We have been ardent fans of the Russian River Valley AVA since before we developed our vineyard. Now, with Clay’s new responsibility as a member of the Russian River Valley Winegrowers’ Board of Directors, it feels more important than ever to get to know our neighbors and to promote their efforts.
With that in mind, we made an appointment to taste at Porter-Bass Vineyard & Winery, a biodynamic vineyard and winery nestled between two redwood-covered ridges southeast of Guerneville, CA, just nine miles east of the ocean.

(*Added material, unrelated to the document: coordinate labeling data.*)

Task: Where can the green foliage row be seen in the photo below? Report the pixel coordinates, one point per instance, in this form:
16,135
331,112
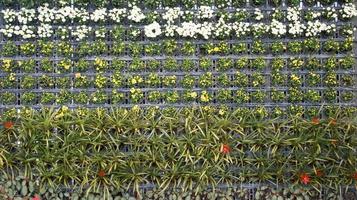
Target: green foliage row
190,148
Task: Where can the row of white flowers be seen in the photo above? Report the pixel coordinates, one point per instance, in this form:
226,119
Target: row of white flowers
44,14
295,25
188,29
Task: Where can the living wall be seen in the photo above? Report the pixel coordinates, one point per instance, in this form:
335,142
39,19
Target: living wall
186,95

Although the area makes for difficult farming, with its thin soil over blue shale and scarcity of water, it has been farmed for over 150 years, according to Porter-Bass’ winemaker, Luke Bass. Luke’s parents bought the property, with its century-old Zinfandel plants, in 1980 and used biodynamic and organic strategies to renew the soil. They have kept a small mother block of the original Zinfandel and use it as budwood to maintain the character of the place. The rest of the vineyard has been replanted to Pinot Noir and Chardonnay. All of their wines are made from estate grapes.

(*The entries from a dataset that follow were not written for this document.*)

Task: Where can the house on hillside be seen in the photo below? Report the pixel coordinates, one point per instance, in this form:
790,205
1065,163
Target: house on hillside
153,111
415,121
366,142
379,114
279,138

Luke attended the Summerfield Waldorf School and Farm in Santa Rosa, CA, through high school, and there became passionate about biodynamics. Porter-Bass' family-run vineyard is organized as a self-sustaining entity with a goal of minimizing human input other than labor, maximizing output, and creating a balance between animals, plants and humans.
“The mysterious side of biodynamics involves the compost preparations,” says the Porter-Bass website. “These are a collection of plants, each selected for their particular qualities and in combination with different parts of an animal, buried in the ground. Adding these preparations to the compost pile brings a strong and harmonious animal energy to the soil.” Timing and even the stirring direction of the preparations are important.
Luke has merged his upbringing on a vineyard, his understanding of biodynamics, and his training as a winemaker (he’s worked under winemaker Greg LaFollette, at wineries in South Africa and Chile, and for Sonoma County’s Tandem Winery and Hirsch Winery) to create some fabulous wines. He likes to pick his fruit earlier in the ripeness continuum, and the results are wines that are great with food and show varietal character, great structure and acidity, and lower alcohol.
- He used neutral oak barrels to create his 2010 and 2011 Chardonnays. The 2010 Estate Chardonnay was clean and crisp.
- In 2011, the vineyard suffered some botrytis, a bit of which was in the harvested grapes. The botrytis added a wonderful, flowery character to the 2011 Estate Chardonnay.
- The 2011 Estate Pinot Noir had beautiful color and a delicate, refined flavor.
- The aroma of the 2011 Zinfandel was amazing. One whiff and you had to say, “THAT’s a Zin!” Celeste commented on how this wine tasted like what she expected a Zinfandel grape to taste like.
Luke said his efforts are to make his wines reflect the grape and the location. “The wines should be about the place,” he said, “not the process.”